Quindi in primo luogo bisogna sviluppare un metodo che segue questa sequenza. Poi è necessaria una comunità di educatori in grado di usarlo. Infine ci vuole una struttura in cui realizzarlo. Riguardo al metodo, ho sviluppato un programma di apprendimento della lettura in età prescolare basato esclusivamente su giochi. Questo tiene conto delle ricerche dei neuroscienziati Dehaene e Wolf su come il cervello legge, sulle teorie dell’apprendimento di Montessori, Skinner, Bruner e Vygotsky e sulle ricerche più recenti nel settore delle tecnologie didattiche. L’efficacia del metodo è stata sperimentata in tesi di dottorato, che hanno coinvolto sia bambini a sviluppo tipico sia bambini con problemi di apprendimento.
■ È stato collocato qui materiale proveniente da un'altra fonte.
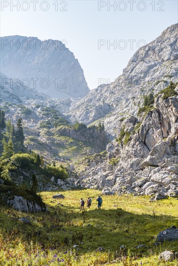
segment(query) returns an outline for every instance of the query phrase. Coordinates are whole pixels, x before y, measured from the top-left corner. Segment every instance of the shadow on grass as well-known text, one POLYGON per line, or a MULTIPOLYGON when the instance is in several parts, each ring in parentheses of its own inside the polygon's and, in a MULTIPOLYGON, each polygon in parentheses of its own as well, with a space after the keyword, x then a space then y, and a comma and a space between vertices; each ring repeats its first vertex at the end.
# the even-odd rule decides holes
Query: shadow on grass
MULTIPOLYGON (((178 226, 176 218, 172 216, 135 214, 121 208, 77 212, 77 207, 60 206, 51 207, 47 212, 27 215, 1 208, 0 222, 4 237, 13 235, 12 239, 16 237, 27 243, 32 240, 45 248, 70 249, 78 245, 81 253, 94 251, 99 247, 115 251, 124 245, 127 249, 141 253, 154 249, 153 243, 160 231, 173 224, 178 226), (27 216, 31 224, 18 221, 27 216), (146 248, 138 250, 136 248, 138 245, 146 245, 146 248)), ((171 243, 173 247, 178 244, 177 241, 171 243)))

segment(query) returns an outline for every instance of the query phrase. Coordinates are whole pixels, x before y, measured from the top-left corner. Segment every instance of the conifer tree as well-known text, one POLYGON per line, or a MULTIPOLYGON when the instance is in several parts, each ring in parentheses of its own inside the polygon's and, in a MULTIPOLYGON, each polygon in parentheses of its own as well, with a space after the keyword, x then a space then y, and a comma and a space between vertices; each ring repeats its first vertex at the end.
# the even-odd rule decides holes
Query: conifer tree
POLYGON ((10 119, 7 121, 6 123, 6 136, 8 138, 8 139, 12 138, 12 133, 13 133, 13 126, 11 124, 11 120, 10 119))
POLYGON ((42 166, 43 166, 44 162, 44 160, 43 160, 43 156, 42 155, 41 155, 41 156, 40 156, 40 162, 41 162, 41 163, 40 163, 41 165, 42 166))
POLYGON ((34 163, 36 164, 36 165, 40 165, 41 164, 41 160, 40 157, 39 156, 39 154, 36 154, 35 155, 35 159, 34 160, 34 163))
POLYGON ((5 118, 4 112, 2 110, 0 110, 0 129, 4 129, 6 127, 5 118))
POLYGON ((38 183, 37 178, 34 175, 33 175, 32 176, 32 183, 31 187, 32 191, 34 192, 35 193, 36 193, 38 189, 38 183))
POLYGON ((19 118, 17 120, 16 123, 17 129, 16 133, 16 138, 17 142, 19 141, 20 142, 22 148, 23 148, 25 137, 23 134, 22 120, 21 118, 19 118))

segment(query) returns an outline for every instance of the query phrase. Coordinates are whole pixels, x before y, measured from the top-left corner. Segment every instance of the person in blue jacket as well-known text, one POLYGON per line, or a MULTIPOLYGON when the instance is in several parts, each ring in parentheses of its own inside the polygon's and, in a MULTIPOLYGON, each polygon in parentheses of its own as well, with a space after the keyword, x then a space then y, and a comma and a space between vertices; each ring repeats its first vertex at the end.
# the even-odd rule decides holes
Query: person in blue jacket
POLYGON ((100 209, 103 203, 103 200, 100 195, 99 195, 98 198, 97 199, 97 207, 100 209))

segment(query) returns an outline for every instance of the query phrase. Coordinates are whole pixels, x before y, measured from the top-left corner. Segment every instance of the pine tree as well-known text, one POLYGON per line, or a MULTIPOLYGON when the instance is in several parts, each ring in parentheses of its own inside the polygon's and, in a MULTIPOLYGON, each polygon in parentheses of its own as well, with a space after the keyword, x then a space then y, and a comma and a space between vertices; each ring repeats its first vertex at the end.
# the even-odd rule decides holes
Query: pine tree
POLYGON ((13 130, 13 126, 11 124, 11 120, 10 120, 10 119, 9 119, 6 123, 6 136, 9 139, 12 137, 13 130))
POLYGON ((5 118, 4 112, 0 110, 0 128, 1 130, 4 129, 6 127, 5 118))
POLYGON ((41 155, 41 156, 40 156, 40 162, 41 162, 41 165, 42 166, 43 166, 44 162, 44 160, 43 160, 43 156, 42 155, 41 155))
POLYGON ((36 154, 35 155, 35 159, 34 160, 34 163, 36 164, 36 165, 40 165, 41 164, 41 160, 40 157, 39 156, 39 154, 36 154))
POLYGON ((12 138, 10 138, 7 143, 4 138, 2 142, 3 146, 2 157, 4 159, 10 159, 14 153, 14 145, 12 138))
POLYGON ((35 193, 36 193, 38 189, 38 183, 37 178, 34 175, 33 175, 32 176, 32 183, 31 187, 32 191, 34 192, 35 193))
POLYGON ((17 120, 16 123, 17 129, 16 134, 16 138, 17 141, 19 141, 20 142, 22 148, 23 148, 25 137, 23 134, 22 120, 21 118, 19 118, 17 120))

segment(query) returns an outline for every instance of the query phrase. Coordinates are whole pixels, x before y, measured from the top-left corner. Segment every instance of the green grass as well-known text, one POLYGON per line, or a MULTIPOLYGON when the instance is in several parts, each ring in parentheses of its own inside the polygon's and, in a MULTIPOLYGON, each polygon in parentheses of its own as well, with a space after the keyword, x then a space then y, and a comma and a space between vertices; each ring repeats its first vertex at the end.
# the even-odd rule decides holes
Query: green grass
MULTIPOLYGON (((59 192, 65 196, 64 199, 53 199, 56 192, 40 193, 49 211, 29 214, 30 225, 18 221, 27 214, 1 206, 0 265, 129 266, 140 265, 141 261, 157 265, 161 251, 178 251, 178 241, 153 245, 161 231, 173 224, 178 226, 177 199, 149 202, 146 196, 103 195, 102 209, 98 209, 98 191, 59 192), (86 203, 89 196, 93 199, 91 208, 80 212, 80 199, 82 197, 86 203), (80 249, 73 249, 75 244, 80 249), (139 244, 146 247, 136 249, 139 244), (111 264, 116 254, 119 256, 121 245, 126 246, 127 258, 121 252, 120 258, 111 264), (99 247, 105 252, 96 251, 99 247), (65 262, 58 264, 58 259, 65 262)), ((166 265, 178 265, 178 262, 166 265)))

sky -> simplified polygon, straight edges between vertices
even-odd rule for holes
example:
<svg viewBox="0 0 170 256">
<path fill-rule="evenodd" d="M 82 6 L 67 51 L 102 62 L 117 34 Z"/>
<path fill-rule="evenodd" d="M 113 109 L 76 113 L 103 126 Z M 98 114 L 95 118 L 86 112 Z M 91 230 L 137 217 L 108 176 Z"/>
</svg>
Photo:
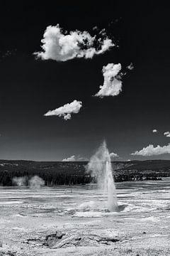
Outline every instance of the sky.
<svg viewBox="0 0 170 256">
<path fill-rule="evenodd" d="M 6 3 L 0 20 L 0 159 L 85 160 L 106 139 L 115 161 L 170 159 L 165 3 Z M 93 37 L 105 28 L 104 38 L 115 46 L 101 53 L 96 48 L 91 58 L 86 45 L 81 51 L 76 46 L 76 56 L 62 55 L 64 61 L 60 54 L 51 59 L 50 51 L 38 58 L 47 27 L 57 24 L 61 36 L 86 31 Z M 98 92 L 109 63 L 121 64 L 122 73 L 109 80 L 117 78 L 121 90 L 103 96 Z M 59 116 L 58 108 L 74 100 L 81 102 L 76 112 Z"/>
</svg>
Il metodo e le idee sottostanti sono descritti nel libro Scrittura e lettura nella storia e nell’educazione.

Il Lyons Club italiano (sezione di Ortona) ha dato vita al progetto Leggo anch’io rivolto a creare una comunità di educatori che operano presso strutture pubbliche e private, in spazi appositamente attrezzati, detti Tane dei piccoli lettori. Qui, bambini dai 3 ai 6 anni e i loro genitori trovano un ambiente di gioco e un educatore che li avvia alla lettura usando il programma su menzionato. Verrà un giorno in cui tutte le scuole d’infanzia italiane avranno una loro  tana dei piccoli lettori?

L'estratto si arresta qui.